The present invention will be described on the basis of detailed experiments that lead to the success of the present invention.

Slab of silicon steel containing C: 0.043% by weight (hereinafter simply expressed as%), Si: 3.45%, Mn: 0.068%, Se: 0.022%, Sb: 0.025%, and Mo: 0.013% for 4 hours. And hot rolled to form a 2.2 mm thick hot rolled plate, which was then cold rolled twice through intermediate annealing at 980 ° C. for 120 minutes to obtain a 0.20 mm thick final cold rolled plate. Next, decarburization and primary recrystallization annealing were performed on a cold rolled sheet under a 820 ° C. wet hydrogen atmosphere, coated with a slurry of an annealing atmosphere composed mainly of MgO, and goth through secondary recrystallization annealing at 850 ° C. for 50 hours. The secondary recrystallized particles in the aroma were selectively grown, and then purified annealing for 5 hours at 1200 ° C. under a dry atmosphere to obtain a sample plate (A). In addition, an insulating layer composed mainly of phosphate and colloidal silica is formed with a part of the sample plate A to obtain a sample plate B. Thereafter, the following processing steps (1) to (4) are performed on each of the sample plates (A) and (B), whereby microdeformation or microregions are locally formed in the direction perpendicular to the rolling direction of the plate at 8 mm intervals. .

(1) cutting with a knife;

(2) YAG laser irradiation (energy per spot: 4 × 10 ^-3 J, spot diameter: 0.15 mm, distance between spot centers: 0.3 mm, scanning interval: 8 mm)

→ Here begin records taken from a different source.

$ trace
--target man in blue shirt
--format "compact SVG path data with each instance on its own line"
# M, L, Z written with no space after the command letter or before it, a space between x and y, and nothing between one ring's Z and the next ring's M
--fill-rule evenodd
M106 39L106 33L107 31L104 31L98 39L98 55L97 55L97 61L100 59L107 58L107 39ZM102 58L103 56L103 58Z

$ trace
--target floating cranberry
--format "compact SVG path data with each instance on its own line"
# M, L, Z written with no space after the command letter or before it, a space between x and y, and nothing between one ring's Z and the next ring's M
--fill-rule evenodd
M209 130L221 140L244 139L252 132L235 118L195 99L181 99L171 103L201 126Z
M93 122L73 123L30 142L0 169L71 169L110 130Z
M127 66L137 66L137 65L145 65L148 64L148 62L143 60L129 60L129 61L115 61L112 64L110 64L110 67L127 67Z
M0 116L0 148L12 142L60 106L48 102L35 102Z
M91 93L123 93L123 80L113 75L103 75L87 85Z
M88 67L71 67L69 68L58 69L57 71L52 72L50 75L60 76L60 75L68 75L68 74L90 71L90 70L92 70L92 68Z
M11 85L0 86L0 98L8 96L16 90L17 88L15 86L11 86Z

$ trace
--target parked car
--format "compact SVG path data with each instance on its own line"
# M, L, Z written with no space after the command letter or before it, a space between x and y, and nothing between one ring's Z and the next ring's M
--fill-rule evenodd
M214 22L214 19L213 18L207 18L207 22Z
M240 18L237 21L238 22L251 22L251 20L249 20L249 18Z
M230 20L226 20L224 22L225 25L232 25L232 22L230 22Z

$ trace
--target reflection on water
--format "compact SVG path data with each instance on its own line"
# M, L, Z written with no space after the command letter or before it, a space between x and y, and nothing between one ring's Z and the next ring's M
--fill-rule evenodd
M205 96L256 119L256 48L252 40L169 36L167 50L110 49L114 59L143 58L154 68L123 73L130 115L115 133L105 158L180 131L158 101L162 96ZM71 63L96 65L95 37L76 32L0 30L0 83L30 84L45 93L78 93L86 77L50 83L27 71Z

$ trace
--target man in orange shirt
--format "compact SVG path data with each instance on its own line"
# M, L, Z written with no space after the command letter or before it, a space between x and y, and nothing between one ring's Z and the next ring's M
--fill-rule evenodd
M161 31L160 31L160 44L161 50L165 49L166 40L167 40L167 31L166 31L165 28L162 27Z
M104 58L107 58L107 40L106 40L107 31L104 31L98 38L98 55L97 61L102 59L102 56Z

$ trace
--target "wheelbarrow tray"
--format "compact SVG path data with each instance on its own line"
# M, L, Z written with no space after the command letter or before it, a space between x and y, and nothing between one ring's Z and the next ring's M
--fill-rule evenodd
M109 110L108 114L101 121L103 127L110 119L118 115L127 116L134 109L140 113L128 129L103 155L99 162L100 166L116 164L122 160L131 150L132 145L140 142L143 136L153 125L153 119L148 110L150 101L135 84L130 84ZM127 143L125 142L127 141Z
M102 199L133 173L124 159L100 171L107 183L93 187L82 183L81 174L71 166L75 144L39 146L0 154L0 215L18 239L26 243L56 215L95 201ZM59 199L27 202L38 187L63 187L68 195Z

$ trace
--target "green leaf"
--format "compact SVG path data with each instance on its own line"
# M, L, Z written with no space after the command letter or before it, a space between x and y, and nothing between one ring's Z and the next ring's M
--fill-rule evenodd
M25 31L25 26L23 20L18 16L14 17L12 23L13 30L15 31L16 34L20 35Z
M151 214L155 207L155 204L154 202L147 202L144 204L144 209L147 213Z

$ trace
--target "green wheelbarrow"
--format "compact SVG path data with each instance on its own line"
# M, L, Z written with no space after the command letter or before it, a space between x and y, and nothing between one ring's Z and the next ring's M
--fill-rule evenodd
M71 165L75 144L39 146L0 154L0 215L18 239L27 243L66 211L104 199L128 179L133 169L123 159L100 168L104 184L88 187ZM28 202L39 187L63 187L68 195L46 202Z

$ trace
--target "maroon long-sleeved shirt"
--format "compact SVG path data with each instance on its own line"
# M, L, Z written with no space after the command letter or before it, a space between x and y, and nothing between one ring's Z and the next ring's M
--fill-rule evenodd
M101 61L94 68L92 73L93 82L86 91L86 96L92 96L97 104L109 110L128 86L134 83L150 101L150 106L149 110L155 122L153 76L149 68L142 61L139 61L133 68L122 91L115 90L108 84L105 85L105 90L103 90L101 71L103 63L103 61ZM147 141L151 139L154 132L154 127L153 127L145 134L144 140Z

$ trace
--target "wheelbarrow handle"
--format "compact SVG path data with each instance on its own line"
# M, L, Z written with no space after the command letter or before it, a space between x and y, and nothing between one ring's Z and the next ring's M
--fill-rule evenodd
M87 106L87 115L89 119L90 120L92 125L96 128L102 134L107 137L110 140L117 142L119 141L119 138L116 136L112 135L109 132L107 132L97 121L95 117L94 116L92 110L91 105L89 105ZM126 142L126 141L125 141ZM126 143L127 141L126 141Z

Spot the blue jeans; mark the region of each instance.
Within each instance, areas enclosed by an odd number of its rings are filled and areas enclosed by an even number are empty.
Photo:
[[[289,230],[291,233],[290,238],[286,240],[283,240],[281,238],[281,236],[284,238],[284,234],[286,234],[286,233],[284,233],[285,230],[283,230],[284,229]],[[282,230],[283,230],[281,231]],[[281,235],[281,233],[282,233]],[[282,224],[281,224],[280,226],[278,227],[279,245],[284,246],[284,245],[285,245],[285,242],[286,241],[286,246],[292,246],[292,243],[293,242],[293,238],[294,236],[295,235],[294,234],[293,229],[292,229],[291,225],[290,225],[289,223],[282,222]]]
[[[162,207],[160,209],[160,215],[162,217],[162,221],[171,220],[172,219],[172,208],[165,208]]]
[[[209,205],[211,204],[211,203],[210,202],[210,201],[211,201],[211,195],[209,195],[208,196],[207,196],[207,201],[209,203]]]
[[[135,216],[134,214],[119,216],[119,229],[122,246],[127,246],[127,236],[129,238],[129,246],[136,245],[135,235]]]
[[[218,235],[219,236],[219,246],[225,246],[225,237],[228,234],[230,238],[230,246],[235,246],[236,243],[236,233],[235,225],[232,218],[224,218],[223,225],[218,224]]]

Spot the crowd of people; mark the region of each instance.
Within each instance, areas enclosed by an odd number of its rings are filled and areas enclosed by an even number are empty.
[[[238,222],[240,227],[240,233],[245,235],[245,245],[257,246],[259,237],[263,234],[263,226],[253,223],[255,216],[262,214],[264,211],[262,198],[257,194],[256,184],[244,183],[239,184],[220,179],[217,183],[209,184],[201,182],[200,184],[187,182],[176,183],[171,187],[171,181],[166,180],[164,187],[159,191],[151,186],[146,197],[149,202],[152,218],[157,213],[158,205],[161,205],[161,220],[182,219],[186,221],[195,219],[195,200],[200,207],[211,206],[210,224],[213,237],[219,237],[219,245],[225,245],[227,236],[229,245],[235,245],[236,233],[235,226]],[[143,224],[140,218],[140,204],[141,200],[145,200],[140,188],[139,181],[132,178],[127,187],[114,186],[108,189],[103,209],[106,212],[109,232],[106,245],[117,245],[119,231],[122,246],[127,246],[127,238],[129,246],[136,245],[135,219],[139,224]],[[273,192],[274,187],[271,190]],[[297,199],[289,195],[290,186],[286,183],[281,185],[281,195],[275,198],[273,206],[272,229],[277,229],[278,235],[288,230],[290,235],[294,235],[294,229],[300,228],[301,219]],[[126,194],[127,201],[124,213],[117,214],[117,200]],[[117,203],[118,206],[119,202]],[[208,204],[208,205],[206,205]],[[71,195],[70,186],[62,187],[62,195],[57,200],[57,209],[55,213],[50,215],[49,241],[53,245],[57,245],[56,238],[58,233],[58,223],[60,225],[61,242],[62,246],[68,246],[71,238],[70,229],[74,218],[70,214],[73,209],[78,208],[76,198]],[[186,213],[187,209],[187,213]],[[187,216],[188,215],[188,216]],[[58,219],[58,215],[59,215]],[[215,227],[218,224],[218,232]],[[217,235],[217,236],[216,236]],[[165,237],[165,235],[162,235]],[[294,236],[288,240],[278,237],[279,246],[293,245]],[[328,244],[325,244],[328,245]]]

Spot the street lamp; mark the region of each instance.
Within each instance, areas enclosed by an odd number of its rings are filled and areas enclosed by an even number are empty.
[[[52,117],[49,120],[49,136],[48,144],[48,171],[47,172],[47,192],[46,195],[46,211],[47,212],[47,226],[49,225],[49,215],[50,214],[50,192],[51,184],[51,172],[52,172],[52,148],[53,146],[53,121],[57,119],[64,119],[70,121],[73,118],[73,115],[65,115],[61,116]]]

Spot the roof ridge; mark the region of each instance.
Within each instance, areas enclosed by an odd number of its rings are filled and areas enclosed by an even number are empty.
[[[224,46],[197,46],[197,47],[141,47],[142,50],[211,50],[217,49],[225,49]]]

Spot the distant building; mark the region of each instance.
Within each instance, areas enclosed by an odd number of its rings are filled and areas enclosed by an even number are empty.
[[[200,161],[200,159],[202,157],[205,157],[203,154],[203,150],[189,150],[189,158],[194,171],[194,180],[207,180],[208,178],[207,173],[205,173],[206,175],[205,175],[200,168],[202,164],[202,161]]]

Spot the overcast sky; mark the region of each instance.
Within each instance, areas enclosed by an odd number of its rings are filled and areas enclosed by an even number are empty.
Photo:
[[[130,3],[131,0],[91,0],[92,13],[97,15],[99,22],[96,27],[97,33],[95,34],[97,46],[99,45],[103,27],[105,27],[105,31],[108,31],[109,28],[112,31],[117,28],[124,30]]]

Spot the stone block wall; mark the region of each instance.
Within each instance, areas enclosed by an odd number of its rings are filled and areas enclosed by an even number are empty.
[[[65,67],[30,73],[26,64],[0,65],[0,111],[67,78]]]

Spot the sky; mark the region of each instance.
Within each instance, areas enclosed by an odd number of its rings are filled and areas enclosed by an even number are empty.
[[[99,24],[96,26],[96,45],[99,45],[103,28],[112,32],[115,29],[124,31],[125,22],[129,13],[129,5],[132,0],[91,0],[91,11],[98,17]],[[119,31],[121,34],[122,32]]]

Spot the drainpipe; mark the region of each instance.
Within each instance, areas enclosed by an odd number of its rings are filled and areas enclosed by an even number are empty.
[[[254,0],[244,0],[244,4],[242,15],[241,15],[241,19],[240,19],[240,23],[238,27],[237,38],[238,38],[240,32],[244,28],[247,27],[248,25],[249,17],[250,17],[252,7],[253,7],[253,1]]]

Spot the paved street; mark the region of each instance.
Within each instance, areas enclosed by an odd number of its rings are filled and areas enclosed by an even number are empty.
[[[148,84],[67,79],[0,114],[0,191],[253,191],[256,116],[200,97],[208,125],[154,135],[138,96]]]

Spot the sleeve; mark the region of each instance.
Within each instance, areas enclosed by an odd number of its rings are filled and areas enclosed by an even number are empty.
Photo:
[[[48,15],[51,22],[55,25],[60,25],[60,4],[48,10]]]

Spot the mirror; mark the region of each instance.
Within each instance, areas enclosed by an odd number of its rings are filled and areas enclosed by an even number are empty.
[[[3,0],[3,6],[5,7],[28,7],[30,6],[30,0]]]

(3) EB irradiation (acceleration voltage: 100 mA, current: 0.7 mA, spot diameter: 1.0 mm, distance between spot centers: 0.3 mm, scanning interval: 8 mm);

(4) EB irradiation (acceleration voltage: 100 mA, current: 3.0 mA, spot diameter: 0.15 mm, distance between spot centers: 0.3 mm, scanning interval: 8 mm);

Each treated sample is strain relief annealed at 800 ° C. for 2 hours. Magnetic properties measured after strain relief annealing are shown in Table 1 below.

For comparison, the magnetic properties of the untreated plate (fine area, no introduction of strain relief annealing) are also shown in Table 1.

As shown in Table 1, when each treatment process (3) and (4) is performed on each of the sample plates (A) and (B), the iron loss value is improved to 0.05 to 0.08 W / kg compared with that of the other cases. do.

In the sample plate treated by the process (4), the microconvex region is observed on the back surface of the plate, and it can be seen that the pushed microregion is introduced to the back surface of the plate.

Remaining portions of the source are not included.